El relato de mayo. "El invitado".

El invitado

                El grito llegó abrupto desde el dormitorio.
                -¿Qué ocurre?-pregunté.
                -Fran -escuché un tono de indudable pánico-… Corre… Tienes que ver esto.
                En aquel instante miré la hora. Cómo no, tenía que ser así: faltaba poco para las once. Una de las cosas que más he temido siempre son las urgencias de noche o de madrugada. Siempre he tenido miedo a que me sorprenda una situación angustiante, de ésas que no puedes eludir (un conato de muerte, una emergencia, una circunstancia que te obliga a segregar adrenalina), a ese tipo de horas. No hay nada que me agarrote más que llegar a casa agotado del trabajo y pensar: “justo como surja una emergencia ahora…”. La gente que ha vivido esa clase de situaciones, para tranquilizarme, suele decirme que, cuando éstas aterrizan de verdad en tu vida, te da igual qué hora es, porque a lo único que le pones atención en aquel momento es a tratar de solucionarlas. No obstante, en mis ensoñaciones diurnas, le rezo a un Dios en el que no creo por que, el día que me tenga que llegar una de éstas, sea a primera hora de la mañana, con el cuerpo fresco y los sentidos alerta, a ser posible después de un buen café. Puede parecer una visión un poco frívola, pero ya me lo diréis cuando os toque una de ésas, y aparte del estrés y la urgencia te encuentres encima dormido y hecho polvo (y, en este caso, al final de un largo día de mudanza). La cuestión es que en aquel momento me temí que fuera alguna de aquellas. Aunque lo que me esperaba allí, en realidad, fue bastante más impactante.

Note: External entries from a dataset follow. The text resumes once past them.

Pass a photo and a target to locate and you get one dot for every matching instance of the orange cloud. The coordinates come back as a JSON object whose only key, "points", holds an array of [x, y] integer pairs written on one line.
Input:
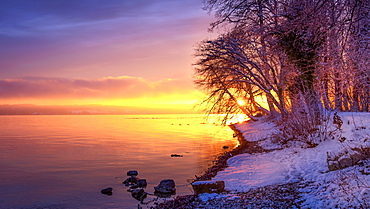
{"points": [[105, 90]]}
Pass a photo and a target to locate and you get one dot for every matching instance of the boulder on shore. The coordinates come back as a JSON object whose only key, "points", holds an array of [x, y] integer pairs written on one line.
{"points": [[107, 191], [131, 180], [166, 186], [201, 187], [132, 173]]}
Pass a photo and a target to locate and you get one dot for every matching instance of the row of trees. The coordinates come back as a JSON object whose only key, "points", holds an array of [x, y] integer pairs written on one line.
{"points": [[298, 56]]}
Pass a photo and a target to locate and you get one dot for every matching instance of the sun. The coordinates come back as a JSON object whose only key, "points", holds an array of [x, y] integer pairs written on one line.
{"points": [[241, 102]]}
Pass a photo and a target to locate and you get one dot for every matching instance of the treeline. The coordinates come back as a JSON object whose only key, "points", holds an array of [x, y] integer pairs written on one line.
{"points": [[301, 57]]}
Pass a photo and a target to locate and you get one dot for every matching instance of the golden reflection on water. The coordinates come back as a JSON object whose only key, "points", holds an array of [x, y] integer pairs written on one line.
{"points": [[64, 156]]}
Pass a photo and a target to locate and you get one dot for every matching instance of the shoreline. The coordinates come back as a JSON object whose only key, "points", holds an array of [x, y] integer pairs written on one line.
{"points": [[220, 164]]}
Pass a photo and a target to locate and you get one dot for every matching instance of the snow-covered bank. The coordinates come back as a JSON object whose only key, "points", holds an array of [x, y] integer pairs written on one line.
{"points": [[345, 188]]}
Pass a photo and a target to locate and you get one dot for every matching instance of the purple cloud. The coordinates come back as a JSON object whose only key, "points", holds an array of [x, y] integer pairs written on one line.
{"points": [[124, 87]]}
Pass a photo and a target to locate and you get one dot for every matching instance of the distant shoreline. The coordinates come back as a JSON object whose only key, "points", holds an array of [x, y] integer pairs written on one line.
{"points": [[245, 146]]}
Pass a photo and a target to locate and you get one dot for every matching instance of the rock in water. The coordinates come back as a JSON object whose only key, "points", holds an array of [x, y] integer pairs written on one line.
{"points": [[132, 173], [107, 191], [131, 180], [166, 186], [138, 194], [142, 183], [201, 187]]}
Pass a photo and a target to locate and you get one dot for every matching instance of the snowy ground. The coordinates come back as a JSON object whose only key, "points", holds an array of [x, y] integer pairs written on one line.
{"points": [[344, 188]]}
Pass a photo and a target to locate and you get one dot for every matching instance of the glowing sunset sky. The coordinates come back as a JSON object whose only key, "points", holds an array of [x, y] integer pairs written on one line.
{"points": [[116, 52]]}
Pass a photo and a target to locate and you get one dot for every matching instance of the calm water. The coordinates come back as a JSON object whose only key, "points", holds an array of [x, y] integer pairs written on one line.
{"points": [[64, 161]]}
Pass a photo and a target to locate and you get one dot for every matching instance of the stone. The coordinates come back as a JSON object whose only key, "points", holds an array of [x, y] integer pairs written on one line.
{"points": [[131, 180], [333, 165], [344, 161], [138, 194], [142, 183], [166, 186], [356, 157], [201, 187], [132, 173], [107, 191]]}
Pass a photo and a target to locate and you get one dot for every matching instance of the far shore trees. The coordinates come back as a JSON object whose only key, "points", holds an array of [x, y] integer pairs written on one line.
{"points": [[297, 56]]}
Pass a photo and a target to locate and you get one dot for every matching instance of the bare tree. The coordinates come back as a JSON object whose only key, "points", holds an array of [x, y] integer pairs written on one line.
{"points": [[300, 55]]}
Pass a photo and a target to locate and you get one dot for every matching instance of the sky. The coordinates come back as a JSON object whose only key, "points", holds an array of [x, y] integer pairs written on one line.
{"points": [[109, 52]]}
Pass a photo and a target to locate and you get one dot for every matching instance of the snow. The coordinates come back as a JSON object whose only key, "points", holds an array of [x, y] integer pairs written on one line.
{"points": [[344, 188]]}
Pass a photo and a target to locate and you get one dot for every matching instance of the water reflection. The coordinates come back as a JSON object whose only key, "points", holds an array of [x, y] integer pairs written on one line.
{"points": [[67, 160]]}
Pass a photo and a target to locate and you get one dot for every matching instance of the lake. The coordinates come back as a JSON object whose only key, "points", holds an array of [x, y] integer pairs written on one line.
{"points": [[64, 161]]}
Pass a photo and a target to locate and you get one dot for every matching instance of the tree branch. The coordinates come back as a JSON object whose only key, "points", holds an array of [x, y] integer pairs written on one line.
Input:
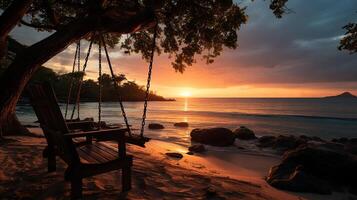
{"points": [[38, 26], [12, 15]]}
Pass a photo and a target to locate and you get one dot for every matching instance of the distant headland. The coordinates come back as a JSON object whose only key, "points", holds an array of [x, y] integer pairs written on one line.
{"points": [[344, 95]]}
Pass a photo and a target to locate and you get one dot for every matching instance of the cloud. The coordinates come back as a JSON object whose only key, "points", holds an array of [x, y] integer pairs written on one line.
{"points": [[299, 49]]}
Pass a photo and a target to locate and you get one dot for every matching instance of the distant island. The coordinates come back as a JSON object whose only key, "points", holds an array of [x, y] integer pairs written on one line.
{"points": [[345, 95]]}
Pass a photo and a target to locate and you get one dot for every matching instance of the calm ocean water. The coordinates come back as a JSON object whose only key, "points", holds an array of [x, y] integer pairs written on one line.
{"points": [[266, 116]]}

                Cuando Sheila señaló debajo de la cama, lo primero que temí fue que se tratara de un ladrón (¿quién no lo hubiera pensado en esas circunstancias?), y tras agarrar un paraguas que se encontraba por allí cerca, volteé el somier y me dispuse a atacarle. Aunque lo cierto es que apenas fueron un par de bastonazos mal dados, porque la impresión general que producía aquel ¿ser?¿individuo?¿muchacho?, distaba mucho de una figura amenazante, y me daba más la sensación -a pesar de haber aparecido debajo de mi cama- de que era yo quien le estaba maltratando. Su edad era bastante indefinida: oscilaría entre cuarenta muy juveniles o diecisiete muy mal llevados; el rostro ceniciento, las ojeras pronunciadas, las ropas ajadas, y un pelo pajizo que asemejaba que en cualquier momento se le iba a caer a jirones. Tenía las manos elevadas en un gesto que solicitaba a la vez comprensión y auxilio, y las palabras con las que nos abordó, mientras se defendía del ataque del paraguas con mango de cabeza de loro, nos dejaron paralizados:
-¡Ellos me dejaron!¡Ellos me dejaron aquí!
Sin embargo, fueron sus siguientes palabras –proferidas ante la pregunta de qué diablos hacía allí- las que nos descolocaron:
                -Soy el espíritu de la relación de la pareja que vivía aquí antes. Ellos me dejaron abandonado en esta casa.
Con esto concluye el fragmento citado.